Use the Mollie API to integrate online payments by Mollie directly into your website or app. Mollie and your website will communicate by sending HTTP requests back and forth.

This page provides an overview of the Mollie API. The topics in the chapter deal with a number of specific aspects of the API. We recommend to read these topics entirely.

If possible it would be wise to leave communication at this level to our ready-made Clients. This allows you to still be in control without reinventing the wheel.

If you have any questions about integrating our API, please contact us. We’re happy to help!

Clients, modules and plugins

Well begun is half done. Save time and build on solid foundations. Mollie API clients are available for PHP, Ruby, Node.js and Python.

Of course we also provide modules and plugins for about every webshop software out there.

Payment methods

Mollie is always adding new payment methods. The Mollie API currently supports these payments methods:

All of the payment methods you have enabled are – where relevant – shown to the consumer. You can enable payment methods using the Dashboard.

How does the Mollie API work?

  1. A customer on your website decides to checkout.

  2. Your website creates a payment on the Mollie platform by calling the Mollie API with the amount, a payment description, a webhook URL, and a URL we should redirect the customer to after the payment is made.
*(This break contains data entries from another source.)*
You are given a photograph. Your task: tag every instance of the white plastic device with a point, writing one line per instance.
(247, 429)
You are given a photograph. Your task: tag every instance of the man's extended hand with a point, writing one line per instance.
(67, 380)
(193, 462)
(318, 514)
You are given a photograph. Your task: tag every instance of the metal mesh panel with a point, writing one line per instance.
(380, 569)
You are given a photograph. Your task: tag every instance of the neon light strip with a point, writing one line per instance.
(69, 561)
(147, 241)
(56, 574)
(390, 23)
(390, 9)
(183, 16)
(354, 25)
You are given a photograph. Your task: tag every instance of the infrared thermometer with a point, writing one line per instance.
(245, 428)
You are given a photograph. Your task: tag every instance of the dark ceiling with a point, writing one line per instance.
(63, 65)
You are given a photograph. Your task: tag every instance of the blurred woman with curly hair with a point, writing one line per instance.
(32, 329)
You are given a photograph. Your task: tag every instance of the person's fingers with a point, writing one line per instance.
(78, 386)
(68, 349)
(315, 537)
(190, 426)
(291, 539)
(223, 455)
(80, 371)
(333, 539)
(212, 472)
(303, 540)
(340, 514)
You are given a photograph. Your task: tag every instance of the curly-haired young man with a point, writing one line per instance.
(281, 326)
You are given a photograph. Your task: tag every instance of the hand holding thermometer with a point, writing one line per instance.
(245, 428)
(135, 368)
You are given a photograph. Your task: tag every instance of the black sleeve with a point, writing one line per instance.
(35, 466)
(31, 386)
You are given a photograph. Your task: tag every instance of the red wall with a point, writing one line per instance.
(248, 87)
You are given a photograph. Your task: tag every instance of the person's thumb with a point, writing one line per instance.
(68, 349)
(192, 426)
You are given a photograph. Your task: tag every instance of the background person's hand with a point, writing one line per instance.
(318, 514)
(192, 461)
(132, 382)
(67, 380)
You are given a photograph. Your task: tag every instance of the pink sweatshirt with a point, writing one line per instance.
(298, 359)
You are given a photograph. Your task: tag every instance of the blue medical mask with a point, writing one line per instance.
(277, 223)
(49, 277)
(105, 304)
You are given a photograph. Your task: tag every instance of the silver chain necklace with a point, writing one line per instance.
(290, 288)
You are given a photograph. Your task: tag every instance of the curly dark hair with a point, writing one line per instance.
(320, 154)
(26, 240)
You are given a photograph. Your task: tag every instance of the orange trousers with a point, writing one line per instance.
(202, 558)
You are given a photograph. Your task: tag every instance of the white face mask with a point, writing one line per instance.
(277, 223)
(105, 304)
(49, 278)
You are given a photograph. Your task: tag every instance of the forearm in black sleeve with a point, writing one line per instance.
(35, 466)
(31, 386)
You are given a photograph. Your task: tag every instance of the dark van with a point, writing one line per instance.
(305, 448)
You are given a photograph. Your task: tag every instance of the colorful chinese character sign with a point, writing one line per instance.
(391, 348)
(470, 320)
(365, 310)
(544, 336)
    The API responds with the unique id and the _links.checkout URL for the newly created payment. Your website stores the id, links it to the customer’s order and redirects the customer to the URL in the _links.checkout property from the Mollie API response. This is the URL to the hosted payment page for this specific payment.


    You should use HTTP GET for the redirect to the _links.checkout URL. Using HTTP POST for redirection will cause issues with some payment methods or iDEAL issuers. Use HTTP status code 303 See Other to force an HTTP GET redirect.

  3. The customer reaches the checkout, chooses a payment method and makes the payment. This process is entirely taken care of by Mollie. You don’t need to do anything here.

  4. When the payment is made Mollie will call your webhook informing your website about the payment’s status change. You should define a webhook when creating the payment.

    In response to your webhook being called your application just needs to issue a 200 OK status. From that response Mollie can tell that your processing of the new status was successful – for any other response we keep trying.

  5. Processing the webhook request your website fetches the payment status using the Mollie API. This fetched status serves to mark the order as paid, trigger fulfilment and send out an email confirmation to the customer.

  6. At this point Mollie returns the visitor to your website using the redirectUrl specified when the payment was created. Your website already knows the payment was successful and thanks the customer.

Connecting orders and payments

In the example above we suppose you will store the id that’s unique to the payment in your order table. This way your website is able to look-up the order for this payment when the webhook is triggered by Mollie. Your website is keeping track of the payment, effectively bringing about the connection between order and payment. This approach is easiest to grasp, which is why we use it in our example.

Alternatively you could ask Mollie to remember the unique identifier of your order by instructing the Mollie API to store it in the payment’s metadata. You would provide it while creating the payment. In our example order_id would be a good candidate. Mollie stores the metadata for you, when you fetch the payment during processing the webhook the metadata is included in the response. This is another way to connect orders and payments. We advise to use the metadata approach. This is the most popular approach and it’s easiest to implement.